Ci andava pure il parroco, aveva modificato la sua pastorale imparando dall’adagio: Se la montagna non va a Maometto, Maometto va alla montagna. E quella montagna di sbevazzoni non si spostava mai dal bar alla chiesa, così… Sapeva che era gente buona, laboriosa, ognuno con dei problemi, era suo dovere farsi vicino e sostenerli. Capitava che, vedendolo lì, qualcuno gli chiedesse di parlargli in disparte, un bicchiere di bianco simulava la stola e partiva la confessione. Purtroppo, non si sa se per le tante confessioni o perché non disdegnava il buon vino, anche le gote e le orecchie del parroco si facevano rosse, finiva il tempo delle confessioni e partiva quello delle barzellette. Il parroco ne conosceva tantissime, una più sporca dell’altra e mentre gli altri ridevano lui preoccupato diceva: «Domani mi devo confessare!», ma poi gliene veniva in mente un’altra e la raccontava. Era un buon diavolo il parroco, aveva capito che era più importante salvare un uomo che un rito.
Poi il mondo, chissà come, aveva preso un’accelerazione tecnologica e di costume impressionanti. Macchinine elettroniche erano entrate nei bar a soppiantare i flipper, ora si doveva sparare agli alieni. Si diventava sempre più attenti alla moda, si diceva che erano gli stilisti a trainare il Paese, si vedevano le tette in televisione. Apparire, a qualsiasi costo, arricchirsi, a qualsiasi costo. E quella fumeria chiamata bar e anni prima osteria, stava dimostrando segni di stanchezza, le carte da gioco erano diventate un passatempo casalingo.
Angelo una capatina quotidiana al bar la fa ancora. Si siede fuori a godersi il sole nelle mattine delle stagioni fredde o l’ombra del tiglio in quelle calde: quello significava farsi l’ombretta, cercare ristoro dalla calura sotto le fronde bevendo un bicchiere.

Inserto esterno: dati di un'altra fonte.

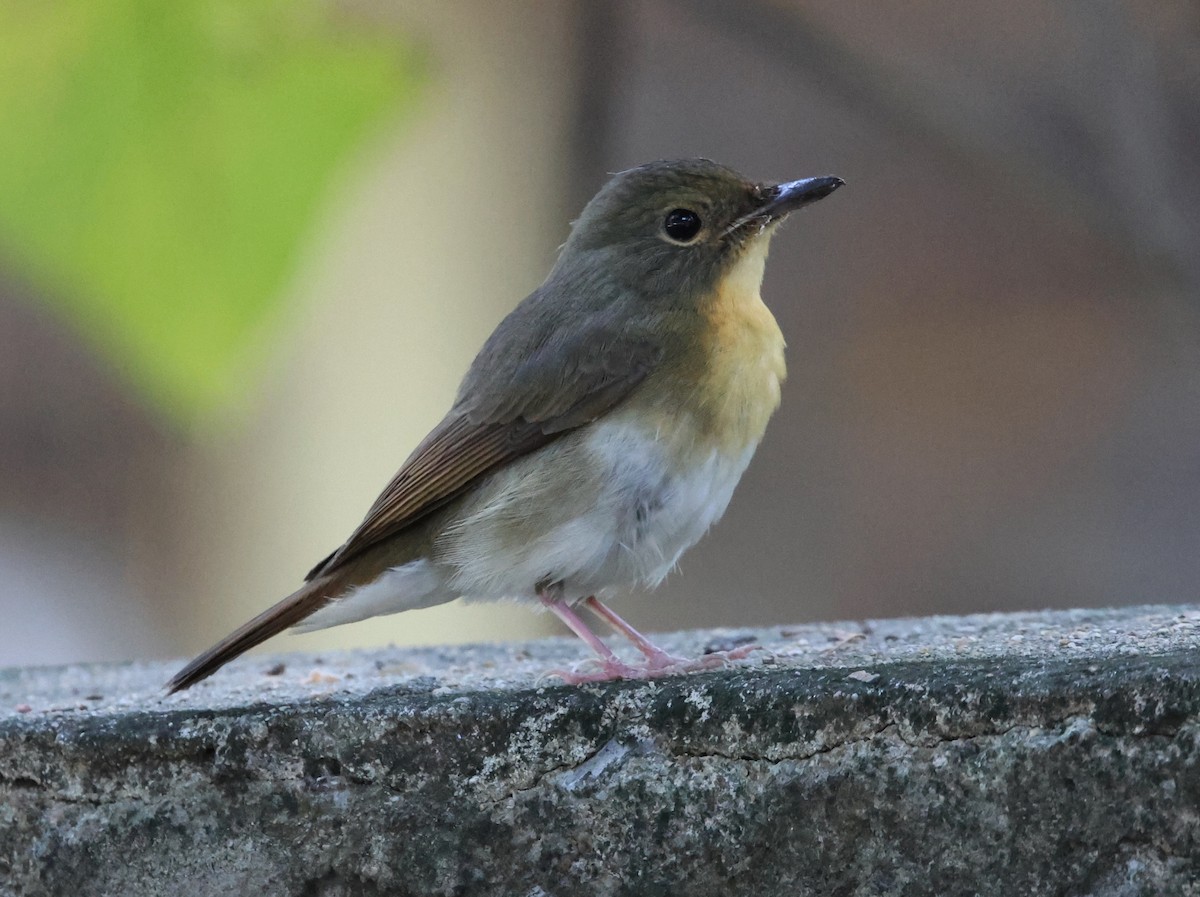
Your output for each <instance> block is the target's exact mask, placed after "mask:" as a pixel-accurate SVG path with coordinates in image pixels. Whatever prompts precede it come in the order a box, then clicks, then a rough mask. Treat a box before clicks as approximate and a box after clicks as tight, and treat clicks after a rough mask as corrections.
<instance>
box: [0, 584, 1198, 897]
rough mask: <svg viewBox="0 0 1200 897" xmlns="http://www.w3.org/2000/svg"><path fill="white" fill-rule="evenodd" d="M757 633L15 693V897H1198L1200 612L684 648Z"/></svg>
mask: <svg viewBox="0 0 1200 897" xmlns="http://www.w3.org/2000/svg"><path fill="white" fill-rule="evenodd" d="M737 636H755V637H757V638H758V639H760V640H761V642H762V644H763V646H764V650H763V651H760V652H757V654H756V655H754V656H752V657H751V658H750V660H749V661H746V662H744V663H740V664H738V666H736V667H733V668H730V669H725V670H721V672H716V673H706V674H697V675H690V676H682V678H674V679H666V680H660V681H655V682H620V684H614V685H604V686H589V687H580V688H572V687H565V686H562V685H558V684H556V681H554V680H552V679H547V678H545V674H546V672H547V670H548V669H552V668H553V667H556V666H563V664H566V663H570V662H574V661H576V660H578V658H580V657H581V656H582V654H581V649H580V646H578V645H576V644H575V643H574V642H570V640H566V639H550V640H546V642H540V643H534V644H524V645H502V646H478V648H468V649H442V650H436V649H428V650H418V651H410V650H398V649H392V650H382V651H373V652H354V654H341V655H328V656H325V657H324V658H314V657H312V656H301V655H293V656H289V657H286V658H268V660H264V658H262V657H251V658H246V660H244V661H241V662H239V663H236V664H234V666H233V667H232V668H229V669H227V670H224V672H223V673H221V674H218V675H217V676H216V678H215V679H214V680H209V682H205V684H204V685H202V686H199V687H197V688H196V690H193V691H192V692H188V693H185V694H182V696H176V697H173V698H166V697H163V694H162V692H161V690H160V687H161V684H162V682H163V681H164V680H166V679H167V676H168V674H169V673H170V672H173V667H170V666H167V664H156V666H150V664H143V666H116V667H114V666H106V667H91V668H84V667H76V668H62V669H44V670H6V672H2V673H0V881H2V883H4V885H2V890H4V891H5V892H7V893H20V895H26V893H29V895H37V893H55V895H162V893H186V895H210V893H222V895H226V893H228V895H245V893H250V895H298V896H300V895H308V896H316V895H384V893H389V895H414V896H415V895H689V897H696V896H700V895H757V896H760V897H766V896H768V895H787V896H788V897H793V896H796V895H845V896H850V895H1006V896H1014V895H1061V896H1063V897H1085V896H1105V897H1106V896H1112V897H1116V896H1118V895H1120V896H1122V897H1133V896H1134V895H1190V893H1200V885H1198V884H1196V883H1198V881H1200V667H1198V658H1200V654H1198V649H1200V608H1195V607H1153V608H1134V609H1126V610H1112V612H1091V610H1085V612H1073V613H1052V614H1019V615H1004V616H968V618H936V619H925V620H894V621H880V622H870V624H844V625H835V626H800V627H787V628H776V630H769V631H758V632H732V631H730V632H724V631H722V632H720V633H712V632H709V633H680V634H678V636H674V637H672V638H670V639H666V640H667V642H670V643H671V644H672V646H673V648H674V649H676V650H678V651H680V652H682V651H692V652H696V651H698V650H700V649H701V648H702V646H703V645H704V644H706V643H712V642H726V640H730V639H731V638H733V637H737ZM277 661H282V662H283V664H284V668H283V669H282V670H281V669H278V667H275V664H276V662H277ZM272 667H275V668H274V669H272Z"/></svg>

Samantha quando lo vede arrivare, senza scomodarsi dal bancone gli urla: «Il solito?» Quanto gli piace quella domanda! Vi trova una complicità, una conoscenza, un sapore di casa al quale non rinuncerà mai. Poi trovarsela davanti con quel vassoio tondo rialzato recante la pubblicità di una birra (chissà se la producono ancora), mentre gli porge quel bicchiere semplice, da osteria, che si nasconde in una mano mentre lei se ne va sorridendo, è un momento impagabile. Uno dei pochi gesti carichi di umanità, non è mestiere, è Samantha.
Angelo gioca col bicchiere, lo gira con due dita mentre osserva il mondo davanti: com’è cambiato. Ma è giusto che sia così, purché non gli portino via questo suo momento, il suo bicchiere di vino, quel tavolino e quel bar per vecchi. Il mondo vada pure avanti a costruirsi nuove storie, ma gli lasci il piacere di sentire ancora vive le sue. Gli lasci quel tavolino, non lo occuperà ancora per molto, Angelo accetta il tempo per quello che è, qualcosa di indipendente da lui, quindi non se ne preoccupa, è come un gatto acciambellato che se la passa alla grande a dormire, non lo considera tempo perso. L’ombretta è solo un pretesto per starsene seduto e osservare, senza pensieri, senza preoccupazioni, distaccato e presente. Gli piace il movimento delle persone, sentire le voci che chiamano, rispondere a un saluto. In quei piccoli gesti vi trova tutto il senso della vita: innamorarsene.